Voltei para trás, para o Barreiro, os pinhais ainda nos fazem lembrar como era a parte alta dos Pereiros antes dos sucessivos incêndios.
Apanhei o caminho outra vez, o campo de futebol anda pouco utilizado, as balizas precisavam de uma pintura nova... deixei o sobreiro de guarda - redes e fui andando para casa está a escurecer e quase a chover.
No caminho da Comprada uma maia amarela em Abril. Coisas da natureza.
Olhei para trás, já começam a cair as primeiras pingas nas serra, a casa também não fica longe!
O sobreiro e a parede sempre ali estiveram a ver quem cai primeiro, os Pereiros são já ali.
Foi engraçado rever alguns dos lugares onde, em criança, passei dias bem passados. O ribeiro da ponte onde inventava maneiras de entreter as horas enquanto a tia lavava ... e quantas vezes briquei no lameiro dos moinhos à espera que o sol corasse a roupa, sempre na companhia da minha "preocupada e ciosa" tia Adelaide. Continua, óptimo trabalho! Ana
ResponderEliminarBelas imagens. Alguns locais certamente nunca lá estive. Muitas vezes olhamos e não vemos. A grande pedra, fotografada pelo Hernâni junto ao vale, parece dizer: estou aqui há uns 13 biliões de anos, desde o dia do "Big Bang", para quê saír daqui... desde criança que admiro esta pedra. Depois temos Codeçais e ao longe, à noite, podemos ver a iluminação de Murça que, na minha infância, eu pensava ser Lisboa.

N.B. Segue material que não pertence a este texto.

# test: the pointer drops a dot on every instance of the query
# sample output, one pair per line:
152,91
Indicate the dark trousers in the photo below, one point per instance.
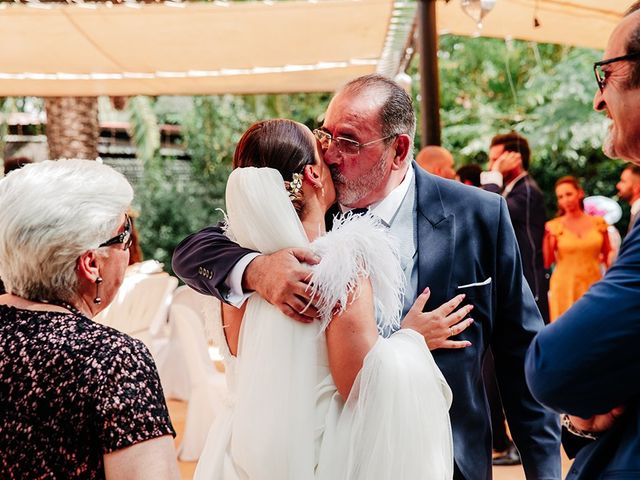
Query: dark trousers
501,440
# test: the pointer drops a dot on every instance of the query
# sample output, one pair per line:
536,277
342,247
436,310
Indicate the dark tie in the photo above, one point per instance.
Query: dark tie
336,213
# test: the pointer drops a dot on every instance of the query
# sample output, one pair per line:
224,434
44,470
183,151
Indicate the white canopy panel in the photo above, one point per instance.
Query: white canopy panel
197,48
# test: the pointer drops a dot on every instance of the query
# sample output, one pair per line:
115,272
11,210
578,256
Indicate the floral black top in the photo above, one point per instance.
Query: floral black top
72,390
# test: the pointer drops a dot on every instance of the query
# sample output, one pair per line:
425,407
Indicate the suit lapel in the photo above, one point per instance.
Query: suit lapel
436,240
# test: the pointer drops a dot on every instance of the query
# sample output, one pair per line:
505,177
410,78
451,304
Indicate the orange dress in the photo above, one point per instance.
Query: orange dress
577,263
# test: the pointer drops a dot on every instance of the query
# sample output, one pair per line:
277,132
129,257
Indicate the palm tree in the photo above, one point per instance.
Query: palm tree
72,127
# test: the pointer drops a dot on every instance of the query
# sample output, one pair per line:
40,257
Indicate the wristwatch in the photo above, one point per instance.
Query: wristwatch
566,423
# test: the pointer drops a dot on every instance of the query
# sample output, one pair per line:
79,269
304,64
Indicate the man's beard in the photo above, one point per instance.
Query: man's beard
349,192
607,146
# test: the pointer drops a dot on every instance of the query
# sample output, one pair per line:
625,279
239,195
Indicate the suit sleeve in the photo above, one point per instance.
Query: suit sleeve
587,361
204,259
535,430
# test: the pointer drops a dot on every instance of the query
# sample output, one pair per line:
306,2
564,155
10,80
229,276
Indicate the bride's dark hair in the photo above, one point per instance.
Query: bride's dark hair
279,143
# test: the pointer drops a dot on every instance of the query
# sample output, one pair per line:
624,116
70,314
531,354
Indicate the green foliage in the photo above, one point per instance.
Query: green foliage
169,210
145,133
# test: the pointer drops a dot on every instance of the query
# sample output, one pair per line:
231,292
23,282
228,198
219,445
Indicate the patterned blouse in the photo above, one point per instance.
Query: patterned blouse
72,390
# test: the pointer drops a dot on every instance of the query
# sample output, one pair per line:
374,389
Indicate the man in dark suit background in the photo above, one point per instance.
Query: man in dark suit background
508,175
454,239
629,190
587,363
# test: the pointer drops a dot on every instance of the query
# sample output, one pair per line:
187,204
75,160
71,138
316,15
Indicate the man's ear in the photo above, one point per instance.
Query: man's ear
311,175
402,146
87,266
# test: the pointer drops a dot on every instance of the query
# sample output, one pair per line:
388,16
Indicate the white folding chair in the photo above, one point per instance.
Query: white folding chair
208,389
141,309
207,307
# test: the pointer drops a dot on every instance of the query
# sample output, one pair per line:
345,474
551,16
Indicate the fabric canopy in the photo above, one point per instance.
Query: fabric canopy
249,47
582,23
197,48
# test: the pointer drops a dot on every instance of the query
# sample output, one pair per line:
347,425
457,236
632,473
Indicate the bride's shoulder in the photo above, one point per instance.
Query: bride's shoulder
358,246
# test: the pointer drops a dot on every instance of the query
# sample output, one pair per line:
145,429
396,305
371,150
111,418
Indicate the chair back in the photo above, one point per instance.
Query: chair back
206,307
143,307
188,331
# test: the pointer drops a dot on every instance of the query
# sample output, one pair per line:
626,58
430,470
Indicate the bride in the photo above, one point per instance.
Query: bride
333,399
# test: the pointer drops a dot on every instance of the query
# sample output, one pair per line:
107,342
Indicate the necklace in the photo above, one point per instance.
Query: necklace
63,304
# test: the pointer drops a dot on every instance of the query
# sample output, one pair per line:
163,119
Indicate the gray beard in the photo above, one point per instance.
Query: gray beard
349,192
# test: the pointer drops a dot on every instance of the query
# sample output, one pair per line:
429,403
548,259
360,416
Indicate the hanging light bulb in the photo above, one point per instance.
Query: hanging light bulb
477,9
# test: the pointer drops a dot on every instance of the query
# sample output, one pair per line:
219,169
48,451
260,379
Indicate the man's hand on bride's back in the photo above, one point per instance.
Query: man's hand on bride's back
439,325
281,279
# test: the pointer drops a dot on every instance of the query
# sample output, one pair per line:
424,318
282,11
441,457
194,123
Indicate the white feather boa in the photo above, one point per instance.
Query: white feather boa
359,246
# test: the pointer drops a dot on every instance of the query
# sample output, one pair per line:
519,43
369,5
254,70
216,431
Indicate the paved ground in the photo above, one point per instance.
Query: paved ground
178,411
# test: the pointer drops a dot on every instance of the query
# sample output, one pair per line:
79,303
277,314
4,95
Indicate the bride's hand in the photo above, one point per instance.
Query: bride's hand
440,324
281,278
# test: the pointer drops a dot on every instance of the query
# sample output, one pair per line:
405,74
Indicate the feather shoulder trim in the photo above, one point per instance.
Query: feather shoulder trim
358,246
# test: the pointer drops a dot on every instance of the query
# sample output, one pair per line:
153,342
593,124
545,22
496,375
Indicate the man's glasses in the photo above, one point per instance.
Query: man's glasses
601,75
125,237
344,145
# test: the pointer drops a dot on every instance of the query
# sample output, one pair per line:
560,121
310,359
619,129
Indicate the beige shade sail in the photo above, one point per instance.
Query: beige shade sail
249,47
198,48
581,23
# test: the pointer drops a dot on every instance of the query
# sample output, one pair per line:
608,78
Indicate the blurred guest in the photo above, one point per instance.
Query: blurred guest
437,160
13,163
509,157
78,399
577,243
629,190
135,252
469,174
587,363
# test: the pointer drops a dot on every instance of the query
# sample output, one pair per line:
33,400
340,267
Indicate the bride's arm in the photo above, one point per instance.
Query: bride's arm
231,323
350,336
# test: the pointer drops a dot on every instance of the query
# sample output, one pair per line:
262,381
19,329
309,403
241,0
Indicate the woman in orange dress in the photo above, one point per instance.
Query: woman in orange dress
577,243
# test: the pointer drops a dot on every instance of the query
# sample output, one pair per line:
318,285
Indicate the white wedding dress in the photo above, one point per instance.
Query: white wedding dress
285,419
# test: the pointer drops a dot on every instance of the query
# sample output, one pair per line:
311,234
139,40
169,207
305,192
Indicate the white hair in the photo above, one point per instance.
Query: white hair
51,213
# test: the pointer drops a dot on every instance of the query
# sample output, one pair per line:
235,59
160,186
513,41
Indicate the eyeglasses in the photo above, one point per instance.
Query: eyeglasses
124,237
601,75
344,145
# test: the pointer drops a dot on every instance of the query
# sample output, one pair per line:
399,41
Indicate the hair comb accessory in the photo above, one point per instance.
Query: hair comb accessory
295,185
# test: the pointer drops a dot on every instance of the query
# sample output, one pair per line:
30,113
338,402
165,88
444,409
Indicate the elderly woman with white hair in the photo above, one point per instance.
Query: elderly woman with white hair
77,399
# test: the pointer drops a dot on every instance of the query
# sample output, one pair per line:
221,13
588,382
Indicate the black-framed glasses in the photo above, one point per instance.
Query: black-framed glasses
124,237
344,145
601,75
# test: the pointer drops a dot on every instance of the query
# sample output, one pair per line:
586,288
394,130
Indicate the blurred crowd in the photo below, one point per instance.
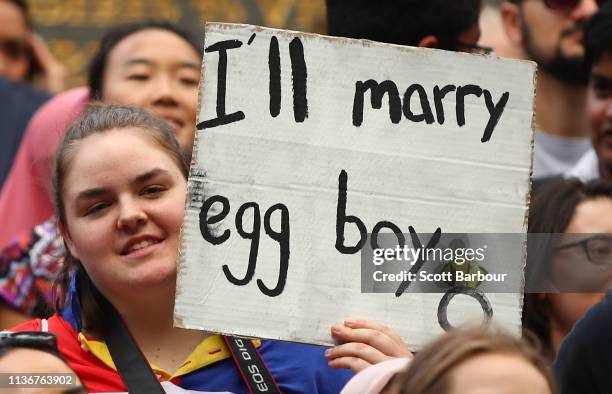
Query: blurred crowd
65,313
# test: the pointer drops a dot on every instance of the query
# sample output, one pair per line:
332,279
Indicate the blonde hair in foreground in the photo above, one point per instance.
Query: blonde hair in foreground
431,370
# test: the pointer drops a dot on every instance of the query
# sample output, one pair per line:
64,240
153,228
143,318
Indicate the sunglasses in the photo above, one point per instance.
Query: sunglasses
598,249
566,5
31,339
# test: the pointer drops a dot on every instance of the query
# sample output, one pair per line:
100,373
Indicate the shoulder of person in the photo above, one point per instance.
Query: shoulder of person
585,356
302,367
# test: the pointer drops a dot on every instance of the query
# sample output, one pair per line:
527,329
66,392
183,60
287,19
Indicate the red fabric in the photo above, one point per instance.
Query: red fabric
95,375
25,200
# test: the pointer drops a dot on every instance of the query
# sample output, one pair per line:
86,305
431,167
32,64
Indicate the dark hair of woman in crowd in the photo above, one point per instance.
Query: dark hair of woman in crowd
100,118
432,371
551,212
98,63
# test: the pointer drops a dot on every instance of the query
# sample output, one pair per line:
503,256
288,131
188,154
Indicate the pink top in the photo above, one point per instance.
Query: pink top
25,199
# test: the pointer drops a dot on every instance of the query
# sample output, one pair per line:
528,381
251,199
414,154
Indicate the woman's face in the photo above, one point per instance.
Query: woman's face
573,269
123,221
497,373
158,71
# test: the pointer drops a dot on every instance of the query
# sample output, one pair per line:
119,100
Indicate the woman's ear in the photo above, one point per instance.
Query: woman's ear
66,235
428,41
513,23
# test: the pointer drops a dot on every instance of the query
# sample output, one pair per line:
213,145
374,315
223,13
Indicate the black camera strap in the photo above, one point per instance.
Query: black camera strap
251,366
131,364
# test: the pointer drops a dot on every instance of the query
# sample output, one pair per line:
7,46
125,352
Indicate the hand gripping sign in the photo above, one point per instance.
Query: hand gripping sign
305,144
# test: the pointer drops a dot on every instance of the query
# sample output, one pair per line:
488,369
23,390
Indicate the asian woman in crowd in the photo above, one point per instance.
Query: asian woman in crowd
121,224
152,64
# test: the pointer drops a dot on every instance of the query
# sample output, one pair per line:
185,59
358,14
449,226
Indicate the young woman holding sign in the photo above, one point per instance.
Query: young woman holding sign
121,226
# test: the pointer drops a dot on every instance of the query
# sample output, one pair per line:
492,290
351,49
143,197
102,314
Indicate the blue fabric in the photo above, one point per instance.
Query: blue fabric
296,368
18,102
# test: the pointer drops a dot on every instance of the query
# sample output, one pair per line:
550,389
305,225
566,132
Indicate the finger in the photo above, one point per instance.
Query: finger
353,363
374,338
374,326
356,350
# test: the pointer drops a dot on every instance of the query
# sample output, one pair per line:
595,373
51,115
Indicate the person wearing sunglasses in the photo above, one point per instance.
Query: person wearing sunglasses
569,257
34,354
597,163
550,33
449,25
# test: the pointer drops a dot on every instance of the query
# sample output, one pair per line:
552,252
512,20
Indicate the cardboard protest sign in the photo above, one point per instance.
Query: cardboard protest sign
305,143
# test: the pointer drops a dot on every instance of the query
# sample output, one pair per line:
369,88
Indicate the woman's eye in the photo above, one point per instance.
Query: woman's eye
138,77
97,207
153,190
190,81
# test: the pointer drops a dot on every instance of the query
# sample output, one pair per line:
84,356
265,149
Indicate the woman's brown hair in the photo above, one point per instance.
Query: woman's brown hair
551,212
99,118
430,371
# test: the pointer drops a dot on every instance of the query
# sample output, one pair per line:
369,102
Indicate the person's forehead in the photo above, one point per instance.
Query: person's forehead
471,35
154,44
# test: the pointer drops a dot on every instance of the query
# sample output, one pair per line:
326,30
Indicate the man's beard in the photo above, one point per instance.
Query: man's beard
573,70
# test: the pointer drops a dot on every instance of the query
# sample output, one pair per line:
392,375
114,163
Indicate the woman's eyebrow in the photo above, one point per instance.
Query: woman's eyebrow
150,174
91,193
138,60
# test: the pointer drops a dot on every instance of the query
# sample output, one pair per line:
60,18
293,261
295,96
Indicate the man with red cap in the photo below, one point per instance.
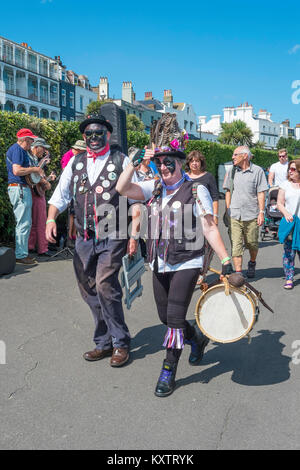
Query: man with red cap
18,166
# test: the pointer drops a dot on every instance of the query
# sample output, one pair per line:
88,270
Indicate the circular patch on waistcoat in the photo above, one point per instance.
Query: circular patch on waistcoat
106,196
112,176
79,166
99,189
111,167
106,184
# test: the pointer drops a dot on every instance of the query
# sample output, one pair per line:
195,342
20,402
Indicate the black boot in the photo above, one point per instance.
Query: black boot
166,382
198,343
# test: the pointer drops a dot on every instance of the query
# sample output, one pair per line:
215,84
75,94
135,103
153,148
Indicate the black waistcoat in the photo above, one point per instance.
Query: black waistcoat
98,205
174,233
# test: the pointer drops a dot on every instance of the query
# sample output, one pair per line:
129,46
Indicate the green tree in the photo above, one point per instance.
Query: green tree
259,145
235,133
95,106
134,123
292,145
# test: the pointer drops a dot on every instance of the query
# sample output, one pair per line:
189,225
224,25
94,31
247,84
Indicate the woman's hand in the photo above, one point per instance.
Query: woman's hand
132,246
288,217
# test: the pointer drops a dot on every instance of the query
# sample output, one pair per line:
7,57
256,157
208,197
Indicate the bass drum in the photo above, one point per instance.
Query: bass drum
7,260
225,317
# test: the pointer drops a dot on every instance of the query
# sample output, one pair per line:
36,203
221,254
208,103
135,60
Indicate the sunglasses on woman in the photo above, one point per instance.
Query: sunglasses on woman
98,133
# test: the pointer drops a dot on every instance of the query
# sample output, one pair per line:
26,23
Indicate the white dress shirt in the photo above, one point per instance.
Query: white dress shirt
62,196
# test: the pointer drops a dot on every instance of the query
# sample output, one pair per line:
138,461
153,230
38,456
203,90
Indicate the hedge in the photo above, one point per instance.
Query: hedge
216,154
61,135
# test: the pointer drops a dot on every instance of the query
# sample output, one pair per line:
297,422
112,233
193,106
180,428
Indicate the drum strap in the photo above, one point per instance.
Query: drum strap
258,294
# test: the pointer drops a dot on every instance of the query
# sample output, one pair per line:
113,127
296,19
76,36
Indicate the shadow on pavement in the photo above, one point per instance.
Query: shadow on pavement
271,273
147,341
19,269
259,363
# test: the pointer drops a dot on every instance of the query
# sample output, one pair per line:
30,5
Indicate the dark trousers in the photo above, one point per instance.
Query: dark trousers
173,292
97,267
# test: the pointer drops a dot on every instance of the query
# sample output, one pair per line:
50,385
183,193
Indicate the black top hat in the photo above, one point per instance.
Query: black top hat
95,119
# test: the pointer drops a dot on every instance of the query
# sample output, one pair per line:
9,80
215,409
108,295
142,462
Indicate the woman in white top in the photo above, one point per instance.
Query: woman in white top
175,265
288,204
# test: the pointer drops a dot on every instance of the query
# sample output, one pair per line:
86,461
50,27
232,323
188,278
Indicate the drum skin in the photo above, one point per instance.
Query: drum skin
226,318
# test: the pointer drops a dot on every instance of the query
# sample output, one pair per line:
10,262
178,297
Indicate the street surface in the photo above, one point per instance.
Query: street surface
242,396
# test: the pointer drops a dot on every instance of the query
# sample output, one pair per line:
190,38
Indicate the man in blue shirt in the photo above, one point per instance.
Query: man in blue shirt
18,166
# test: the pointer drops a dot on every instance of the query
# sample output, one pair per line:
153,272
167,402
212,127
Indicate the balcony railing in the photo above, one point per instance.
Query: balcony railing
33,96
8,59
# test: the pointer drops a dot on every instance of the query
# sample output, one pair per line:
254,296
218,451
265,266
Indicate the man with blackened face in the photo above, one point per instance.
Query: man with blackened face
96,137
91,181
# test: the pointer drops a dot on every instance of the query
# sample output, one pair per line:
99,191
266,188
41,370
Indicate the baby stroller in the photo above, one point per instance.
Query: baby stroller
272,215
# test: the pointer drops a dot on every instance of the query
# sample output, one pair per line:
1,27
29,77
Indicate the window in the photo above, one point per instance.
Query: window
72,99
63,98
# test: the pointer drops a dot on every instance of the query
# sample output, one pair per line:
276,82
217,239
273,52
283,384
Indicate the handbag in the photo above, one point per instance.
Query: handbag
285,228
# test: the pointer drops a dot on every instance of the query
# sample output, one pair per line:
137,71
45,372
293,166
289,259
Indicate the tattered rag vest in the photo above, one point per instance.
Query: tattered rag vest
97,206
174,233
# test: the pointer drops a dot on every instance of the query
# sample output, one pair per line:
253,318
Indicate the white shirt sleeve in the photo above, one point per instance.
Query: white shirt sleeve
206,206
61,197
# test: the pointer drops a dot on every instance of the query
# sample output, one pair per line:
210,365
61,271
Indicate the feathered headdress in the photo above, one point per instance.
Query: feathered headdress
167,138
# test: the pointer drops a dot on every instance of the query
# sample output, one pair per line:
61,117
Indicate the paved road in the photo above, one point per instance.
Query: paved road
242,396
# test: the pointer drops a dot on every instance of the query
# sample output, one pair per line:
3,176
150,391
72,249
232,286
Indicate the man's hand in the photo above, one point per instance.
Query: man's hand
139,155
38,170
260,219
227,269
51,232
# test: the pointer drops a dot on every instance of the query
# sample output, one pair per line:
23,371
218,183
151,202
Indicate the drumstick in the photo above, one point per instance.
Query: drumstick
235,279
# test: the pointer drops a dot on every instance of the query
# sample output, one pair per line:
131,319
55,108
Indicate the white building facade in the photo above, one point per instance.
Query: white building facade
84,94
263,128
29,81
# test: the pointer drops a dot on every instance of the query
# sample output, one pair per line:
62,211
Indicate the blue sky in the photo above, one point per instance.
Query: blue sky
211,54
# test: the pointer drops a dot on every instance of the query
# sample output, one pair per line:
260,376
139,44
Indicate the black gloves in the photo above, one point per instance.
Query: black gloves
227,269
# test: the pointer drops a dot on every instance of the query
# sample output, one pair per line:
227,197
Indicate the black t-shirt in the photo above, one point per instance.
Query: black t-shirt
208,180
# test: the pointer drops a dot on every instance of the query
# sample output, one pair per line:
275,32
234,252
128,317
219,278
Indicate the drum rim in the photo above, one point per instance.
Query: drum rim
245,292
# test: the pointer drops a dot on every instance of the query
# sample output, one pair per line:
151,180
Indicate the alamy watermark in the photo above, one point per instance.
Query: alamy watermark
2,353
175,221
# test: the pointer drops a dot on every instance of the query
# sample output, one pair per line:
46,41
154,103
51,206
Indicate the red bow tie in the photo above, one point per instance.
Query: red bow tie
94,155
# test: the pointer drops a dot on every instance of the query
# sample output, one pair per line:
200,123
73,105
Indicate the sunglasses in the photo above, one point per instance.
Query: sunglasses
166,161
98,133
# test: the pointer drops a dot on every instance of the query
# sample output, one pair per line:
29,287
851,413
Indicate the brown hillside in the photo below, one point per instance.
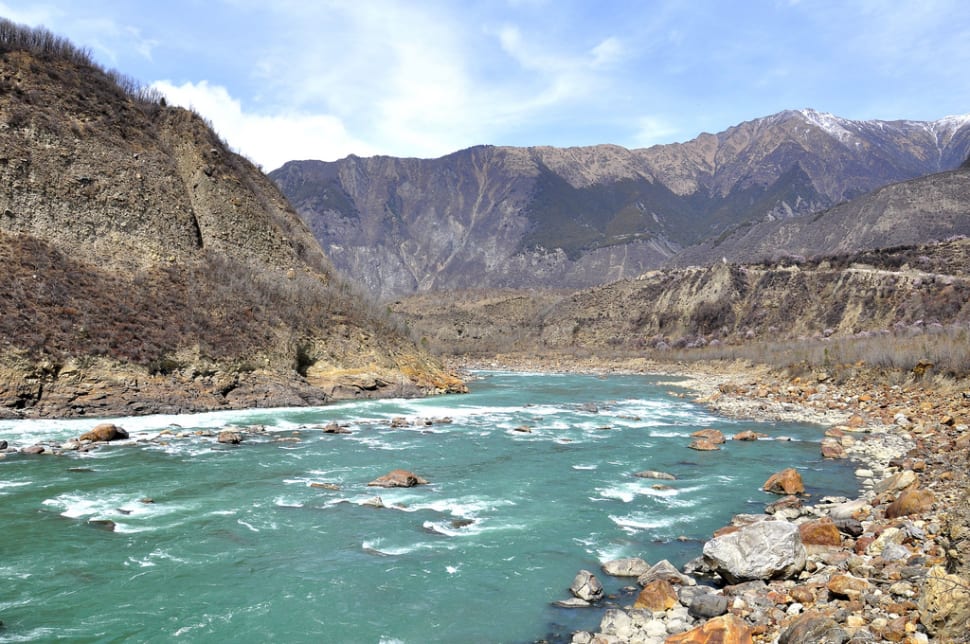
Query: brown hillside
149,268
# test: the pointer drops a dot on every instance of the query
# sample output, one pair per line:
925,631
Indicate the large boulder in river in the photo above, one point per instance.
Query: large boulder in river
716,436
587,587
628,567
398,478
103,433
787,481
726,629
229,437
944,605
763,550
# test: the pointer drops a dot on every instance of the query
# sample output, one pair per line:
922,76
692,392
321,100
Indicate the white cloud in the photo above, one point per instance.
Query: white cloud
652,130
269,140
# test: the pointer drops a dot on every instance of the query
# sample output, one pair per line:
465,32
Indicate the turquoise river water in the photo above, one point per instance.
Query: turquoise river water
238,546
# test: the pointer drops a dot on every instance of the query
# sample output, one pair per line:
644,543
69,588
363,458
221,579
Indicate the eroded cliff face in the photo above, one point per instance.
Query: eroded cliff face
864,293
495,217
148,268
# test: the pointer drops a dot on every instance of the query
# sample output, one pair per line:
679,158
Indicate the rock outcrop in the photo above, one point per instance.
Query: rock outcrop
148,268
501,217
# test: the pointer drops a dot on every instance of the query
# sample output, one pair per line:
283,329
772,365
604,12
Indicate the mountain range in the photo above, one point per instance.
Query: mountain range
505,217
148,268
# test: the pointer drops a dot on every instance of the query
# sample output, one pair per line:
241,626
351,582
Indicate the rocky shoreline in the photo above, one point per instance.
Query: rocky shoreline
888,566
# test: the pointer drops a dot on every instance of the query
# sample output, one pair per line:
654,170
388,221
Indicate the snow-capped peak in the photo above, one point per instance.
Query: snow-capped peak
830,123
950,124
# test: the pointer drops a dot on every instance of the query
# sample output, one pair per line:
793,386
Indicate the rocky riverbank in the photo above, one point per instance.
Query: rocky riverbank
888,566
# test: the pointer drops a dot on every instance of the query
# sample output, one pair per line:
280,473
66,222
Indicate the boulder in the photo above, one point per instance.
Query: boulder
726,629
790,502
665,570
811,628
911,501
657,596
703,445
229,437
944,605
851,527
822,532
844,585
586,586
763,550
572,602
787,481
858,509
628,567
653,474
748,435
896,482
832,448
707,605
103,433
398,478
716,436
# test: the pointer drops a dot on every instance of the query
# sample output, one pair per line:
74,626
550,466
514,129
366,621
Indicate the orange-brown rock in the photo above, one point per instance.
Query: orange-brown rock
748,435
820,533
104,432
398,478
658,595
911,501
703,445
857,421
787,481
832,448
847,586
727,629
716,436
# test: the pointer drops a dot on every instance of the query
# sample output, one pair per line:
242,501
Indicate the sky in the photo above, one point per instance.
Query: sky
283,80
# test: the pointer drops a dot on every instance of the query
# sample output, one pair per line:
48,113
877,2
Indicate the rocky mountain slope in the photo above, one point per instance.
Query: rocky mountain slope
547,217
910,212
148,268
905,290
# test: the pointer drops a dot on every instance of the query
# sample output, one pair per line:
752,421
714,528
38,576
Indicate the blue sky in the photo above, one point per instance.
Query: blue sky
283,79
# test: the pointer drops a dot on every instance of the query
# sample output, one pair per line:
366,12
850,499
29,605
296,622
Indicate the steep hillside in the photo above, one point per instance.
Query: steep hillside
547,217
148,268
906,213
905,290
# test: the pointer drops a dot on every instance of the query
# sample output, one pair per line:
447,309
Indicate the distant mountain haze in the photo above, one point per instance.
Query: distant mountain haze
496,217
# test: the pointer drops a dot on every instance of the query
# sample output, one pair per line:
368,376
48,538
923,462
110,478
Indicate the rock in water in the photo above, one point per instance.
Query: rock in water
629,567
763,550
727,629
787,481
653,474
398,478
657,596
944,606
103,433
229,437
587,587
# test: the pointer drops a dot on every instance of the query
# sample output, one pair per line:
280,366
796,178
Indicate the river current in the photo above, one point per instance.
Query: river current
251,543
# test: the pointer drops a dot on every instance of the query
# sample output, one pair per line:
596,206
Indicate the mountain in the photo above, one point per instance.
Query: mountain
492,217
905,292
147,268
934,207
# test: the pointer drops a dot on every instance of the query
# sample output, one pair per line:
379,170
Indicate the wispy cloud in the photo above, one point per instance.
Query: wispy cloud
257,136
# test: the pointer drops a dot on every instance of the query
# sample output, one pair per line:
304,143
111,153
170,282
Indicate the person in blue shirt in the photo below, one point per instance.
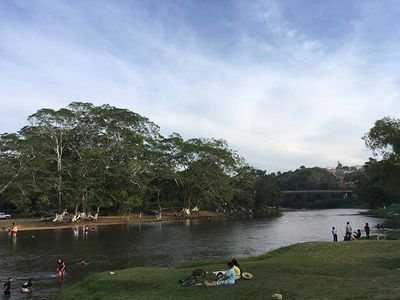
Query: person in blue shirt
227,279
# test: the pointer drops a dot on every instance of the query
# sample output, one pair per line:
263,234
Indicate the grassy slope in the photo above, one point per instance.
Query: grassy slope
345,270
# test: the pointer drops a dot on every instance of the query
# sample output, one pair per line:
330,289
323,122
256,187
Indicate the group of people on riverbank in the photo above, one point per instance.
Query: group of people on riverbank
349,234
229,277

ResponderEliminarQuando somos pequenos, o nosso mundo acaba na linha do horizonte.
Finalmente temos as imagens do que de melhor há na nossa aldeia.
Raúl Figueiredo
Ao contemplarmos os grandes blocos de granito da nossa terra, não podemos deixar de nos lembrar das famosas estátuas da Ilha da Páscoa. Se os seus escultores do sec. XIII tivessem passado pela nossa aldeia, encontrariam matéria prima em abundância para as suas magestosas obras.